IMFからの新規融資計画に事務レベルで合意
(チュニジア)
パリ発
2022年10月26日
チュニジア政府とIMFは10月15日、拡大信用供与措置(EFF)(注)に基づき、48カ月間で14億7,200万SDR(約19億ドル相当)の融資をチュニジアが受けることについて、事務レベルで合意に至った。10月10日から米国の首都ワシントンで開かれていた両者間協議は、7月4日に再開した新規融資プログラムに関する公式交渉の一環として行われた。

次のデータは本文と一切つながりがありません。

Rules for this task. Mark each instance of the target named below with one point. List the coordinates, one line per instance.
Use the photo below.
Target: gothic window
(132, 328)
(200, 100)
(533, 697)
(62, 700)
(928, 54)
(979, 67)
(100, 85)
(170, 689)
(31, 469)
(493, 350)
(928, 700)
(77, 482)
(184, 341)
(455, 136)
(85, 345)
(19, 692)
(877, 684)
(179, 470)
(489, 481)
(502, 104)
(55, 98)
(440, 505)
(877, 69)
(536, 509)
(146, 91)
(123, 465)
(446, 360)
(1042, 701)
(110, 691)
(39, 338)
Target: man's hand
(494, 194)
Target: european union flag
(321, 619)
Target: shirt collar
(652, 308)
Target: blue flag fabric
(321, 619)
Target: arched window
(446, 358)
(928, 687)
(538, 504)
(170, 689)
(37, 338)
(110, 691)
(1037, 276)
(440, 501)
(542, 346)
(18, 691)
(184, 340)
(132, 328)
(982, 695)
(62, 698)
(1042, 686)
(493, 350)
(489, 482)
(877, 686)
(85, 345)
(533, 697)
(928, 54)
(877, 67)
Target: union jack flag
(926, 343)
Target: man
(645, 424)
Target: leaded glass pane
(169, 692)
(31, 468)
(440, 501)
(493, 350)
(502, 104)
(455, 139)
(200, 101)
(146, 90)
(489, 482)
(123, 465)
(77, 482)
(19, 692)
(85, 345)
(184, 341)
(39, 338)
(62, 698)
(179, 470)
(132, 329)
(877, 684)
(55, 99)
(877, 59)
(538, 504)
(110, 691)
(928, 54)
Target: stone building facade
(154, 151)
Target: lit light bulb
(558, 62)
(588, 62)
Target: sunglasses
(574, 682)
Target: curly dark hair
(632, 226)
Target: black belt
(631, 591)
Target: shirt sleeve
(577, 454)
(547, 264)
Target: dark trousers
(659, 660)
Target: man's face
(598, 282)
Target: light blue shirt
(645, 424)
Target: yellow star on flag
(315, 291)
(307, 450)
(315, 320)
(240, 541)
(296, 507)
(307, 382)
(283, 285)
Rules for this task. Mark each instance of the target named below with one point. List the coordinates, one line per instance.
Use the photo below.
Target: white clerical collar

実際の融資に至るには、12月に予定されているIMF理事会での最終承認が必要となる。チュニジア政府は融資条件を満たして最終承認を得るため、国営企業の経営透明化・ガバナンス強化・民営化などの抜本的改革に加え、インフォーマルセクターを課税ベースに取り込む体制の構築、段階的な補助金廃止などの対応を迫られる。チュニジア側は、当初求めていた20億ドル程度の融資額には満たないものの、IMFから融資の承認を得ることで、他の国際金融機関や外国からの資金調達につなげ、経済活動の再活性化を目指す考えだ。
労組は補助金廃止による物価上昇を懸念
2021年度の国家予算案によると、電気・ガス、基礎食品、公共交通機関に対する国家補助金支出は34億1,000万チュニジア・ディナール(約1,569億円、TD、1TD=約46円)に上り、国家予算総支出の8.3%、GDPの2.8%に相当する。9月のインフレ率は前年同月比で9.1%に達し、深刻な燃料不足で経済状況が悪化する中、チュニジア最大の労働組合であるチュニジア労働総連(UGTT)は、補助金の廃止に全面的に反対している。12月17日に控える国民議会選挙を前に政治的緊張が高まり、10月15日には物価高騰への反発とサイード大統領の退陣を求める抗議デモが、チュニスにおいて数千人規模で実施された。
(注)EFFは、Extended Fund Facilityの略。抜本的な経済改革を必要とする、大きなゆがみに起因する中・長期的な国際収支上の問題に取り組む国を支援する措置。